[Kss-devel] Error demo
Balazs Ree
ree at ree.hu
Fri Dec 7 08:34:10 CET 2007
On Fri, 07 Dec 2007 07:19:54 +0100, Balazs Ree wrote:
> On Fri, 07 Dec 2007 01:27:32 +0100, Godefroid Chapelle wrote:
>
>> PS : Balazs, can you check that the error_handling test does what it is
>> supposed to do : iow no handling of the two first buttons of the second
>> row.
>
> That's ok, the first two buttons are unhandled on purpose. They can be
> used to test what happens in case of unhandled server side error. This
> is both interesting in development (logging) and production mode (well,
> they are invisible in this case, and we will need to figure out
> something for this).
>
> I may add some message to clarify this.

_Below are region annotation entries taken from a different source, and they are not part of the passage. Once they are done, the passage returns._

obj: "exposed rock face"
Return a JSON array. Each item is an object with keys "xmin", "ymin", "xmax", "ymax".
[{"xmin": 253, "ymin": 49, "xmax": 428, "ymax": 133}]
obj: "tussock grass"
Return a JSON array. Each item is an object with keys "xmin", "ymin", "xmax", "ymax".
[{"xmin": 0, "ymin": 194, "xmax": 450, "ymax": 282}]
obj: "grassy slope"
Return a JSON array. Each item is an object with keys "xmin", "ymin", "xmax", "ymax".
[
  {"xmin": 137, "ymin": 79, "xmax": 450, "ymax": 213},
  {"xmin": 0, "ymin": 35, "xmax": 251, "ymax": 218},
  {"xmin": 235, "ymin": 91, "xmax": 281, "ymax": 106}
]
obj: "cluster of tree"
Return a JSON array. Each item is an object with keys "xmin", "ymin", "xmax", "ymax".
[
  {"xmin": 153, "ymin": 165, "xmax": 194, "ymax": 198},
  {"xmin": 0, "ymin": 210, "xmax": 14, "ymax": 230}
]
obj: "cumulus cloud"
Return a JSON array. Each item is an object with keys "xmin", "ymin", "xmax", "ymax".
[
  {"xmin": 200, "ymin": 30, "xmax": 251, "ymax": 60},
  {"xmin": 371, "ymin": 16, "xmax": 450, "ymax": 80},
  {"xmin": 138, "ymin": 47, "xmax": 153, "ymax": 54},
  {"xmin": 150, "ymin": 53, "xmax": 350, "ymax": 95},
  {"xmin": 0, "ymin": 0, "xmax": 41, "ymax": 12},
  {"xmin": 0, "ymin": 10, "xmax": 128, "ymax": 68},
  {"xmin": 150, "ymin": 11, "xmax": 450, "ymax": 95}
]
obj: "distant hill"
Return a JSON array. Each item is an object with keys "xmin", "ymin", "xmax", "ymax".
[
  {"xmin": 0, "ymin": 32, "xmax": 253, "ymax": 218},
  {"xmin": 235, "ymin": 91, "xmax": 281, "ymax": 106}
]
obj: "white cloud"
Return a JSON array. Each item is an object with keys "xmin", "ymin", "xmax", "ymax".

Oops, I am sorry. Wrong info. The correct answer should have been: the
first two buttons on the second row are although handled, but they do not
cause an error.
So this is the full pattern:
First row unhandled:
no_error no_commands server_exception server_explicit_error
Second row handled:
no_error no_commands server_exception server_explicit_error
The meaning of the columns:
1) no_error means a correct reply with kss commands in it.

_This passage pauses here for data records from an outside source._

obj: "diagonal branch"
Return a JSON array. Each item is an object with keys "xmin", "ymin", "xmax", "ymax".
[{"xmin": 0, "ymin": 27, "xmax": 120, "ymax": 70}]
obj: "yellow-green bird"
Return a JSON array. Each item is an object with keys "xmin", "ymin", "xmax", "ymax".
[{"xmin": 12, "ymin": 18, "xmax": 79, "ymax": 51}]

2) no_commands means correct reply but empty, contains no commands.
Previously we gave a warning for this, now this is perfectly ok (as there
are valid use cases for it), however it's a separate use case that needs
a separate test.
3) server-exception means there was an exception on the server so no
commands arrived. Instead a normal error page arrives and the log should
actually write the server side exception as a reason "Client reason:" to
the problem. (This is done by a trick: the server error page contains
kukit commands with the exception info.)
A timeout belongs to this case as well but that is difficult to test
this way. First I had tests for timeout too but it was confusing for the
users.
4) server-explicit-error: this happens if the server wants to raise an
error to the client explicitely. The server needs to raise a
KSSExplicitError for this. In this case a valid kukit response is
generated that holds the error (in contrary to the server error template
of the previous case). The client handles this in the same way as the
previous case but gives
"Server reason:" log of the message of the KSSExplicitError.